Monday, November 16, 2015

::HELLO:: #Adele






[ Hello from the other side
I must've called a thousand times 
To tell you I'm sorry, for 
everything that I've done
But when I call you never
seem to be home]
Funny story, I love break-up songs. Not because I have been involved in a ton of horrible break-ups. I have been with my Husband for over 15 years, never once have we split up. Good? Bad? I don't know.

But, there is one person I have issues with. I split up with that person and reconcile; and then split up again and start all over. That person is, me. No, not crazy, just bare with me. You see when I hear songs like Hello, I think about myself. The lyrics above speak to me, Hello Connie from the other side! In a good way. 

Still not crazy, wait for it. 

Every experience in my life, has been a moment to reflect, a good moment to reinvent myself, learn, grow and start over. With myself. Learning in my 20's who I really was. How strong I could really be. Here I am 7 months from 35.

Hello Connie, from the other side. Wiser, braver and far more knowledgeable of my capabilities. Scared, sure. Who isn't? But, not paralyzed by my fears like I was 5 years ago when I was a new Momma with 2 babies. 

[Hello, it's me, I was wondering
If after all these years you'd like to meet to go
over everything
They say that time's supposed to heal, yeah
But I ain't done much healing]

I must've called a thousand times, to tell you I 'm sorry for everything I have done.  As a Wife, a Momma, an Employee, a Daughter, a Sister, a Friend. I have failed. I tell myself over and over that I am sorry for all that I have disrespected my true self, hated my body, felt sad and unworthy, felt like a failure. But, I forgive myself. I am allowed to fail and fall short. To disappoint and be firm in my beliefs and thoughts. I am sorry Connie, for all that I have done. To self-manipulate my confidence and strength. For thinking I was incapable or unworthy.

I have been broken in so many areas of my life. The healing has been hard. Judged and hurt. Like so many others. 
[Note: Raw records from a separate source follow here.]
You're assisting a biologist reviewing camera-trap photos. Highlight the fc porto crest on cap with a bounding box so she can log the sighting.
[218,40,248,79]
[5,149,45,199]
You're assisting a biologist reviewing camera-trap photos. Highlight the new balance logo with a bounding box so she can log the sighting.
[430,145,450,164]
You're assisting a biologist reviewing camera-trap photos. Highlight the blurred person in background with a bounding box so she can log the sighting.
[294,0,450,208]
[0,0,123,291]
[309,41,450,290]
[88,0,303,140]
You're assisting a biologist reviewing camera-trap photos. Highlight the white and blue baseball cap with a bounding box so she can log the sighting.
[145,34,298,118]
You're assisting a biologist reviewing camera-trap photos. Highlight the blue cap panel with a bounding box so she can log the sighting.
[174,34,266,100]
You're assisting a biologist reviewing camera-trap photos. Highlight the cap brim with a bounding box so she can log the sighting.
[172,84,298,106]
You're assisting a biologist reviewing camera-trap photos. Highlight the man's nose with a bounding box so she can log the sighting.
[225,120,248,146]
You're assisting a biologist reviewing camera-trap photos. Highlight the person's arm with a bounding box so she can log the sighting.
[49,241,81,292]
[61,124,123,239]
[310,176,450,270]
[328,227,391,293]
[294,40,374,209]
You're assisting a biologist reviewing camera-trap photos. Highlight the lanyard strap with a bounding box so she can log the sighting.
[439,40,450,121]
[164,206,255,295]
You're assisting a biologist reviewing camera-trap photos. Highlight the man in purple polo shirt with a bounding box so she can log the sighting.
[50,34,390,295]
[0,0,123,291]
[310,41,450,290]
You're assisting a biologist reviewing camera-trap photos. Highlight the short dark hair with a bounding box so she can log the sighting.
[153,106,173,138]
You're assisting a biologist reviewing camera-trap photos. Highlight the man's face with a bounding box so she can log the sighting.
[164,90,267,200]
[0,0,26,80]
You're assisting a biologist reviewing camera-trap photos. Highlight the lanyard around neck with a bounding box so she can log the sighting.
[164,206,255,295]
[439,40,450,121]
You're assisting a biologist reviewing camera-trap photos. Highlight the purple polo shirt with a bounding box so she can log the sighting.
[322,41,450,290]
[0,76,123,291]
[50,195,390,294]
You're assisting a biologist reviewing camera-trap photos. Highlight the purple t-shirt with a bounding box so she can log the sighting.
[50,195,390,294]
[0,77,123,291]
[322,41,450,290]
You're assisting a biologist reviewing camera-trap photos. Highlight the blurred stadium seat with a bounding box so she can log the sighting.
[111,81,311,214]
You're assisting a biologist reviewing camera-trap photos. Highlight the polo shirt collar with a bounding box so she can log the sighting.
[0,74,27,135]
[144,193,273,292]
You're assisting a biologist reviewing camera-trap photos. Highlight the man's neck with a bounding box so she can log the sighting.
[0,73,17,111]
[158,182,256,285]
[There's such a difference between us
And a million miles]

Hello. I am on the other side. I stand strong. Now braver, more empowered and far more confident of my capabilities and worth! A song about self-love and how much stronger I have come out of every single ordeal I have been faced with.

A million miles from where I once have stood, from where I was and have fallen, many times. 

Maybe it's not the break-up songs I am attracted to but the female empowerment songs that really call out to me. It's about healing your soul and moving forward. It's about loving who you have become and continuing to grow. 

[Hello from the outside
At least I can say that I've tried 
To tell you I'm sorry, for breaking your
heart
But it don't matter, it clearly
doesn't tear you apart
anymore]

And, I am at peace with it all. Myself , who I am and who I am not. I have learned to love me, and get back up after being knocked down. Hello, again, from the other side.

Where I am strong, empowered and above all...loved.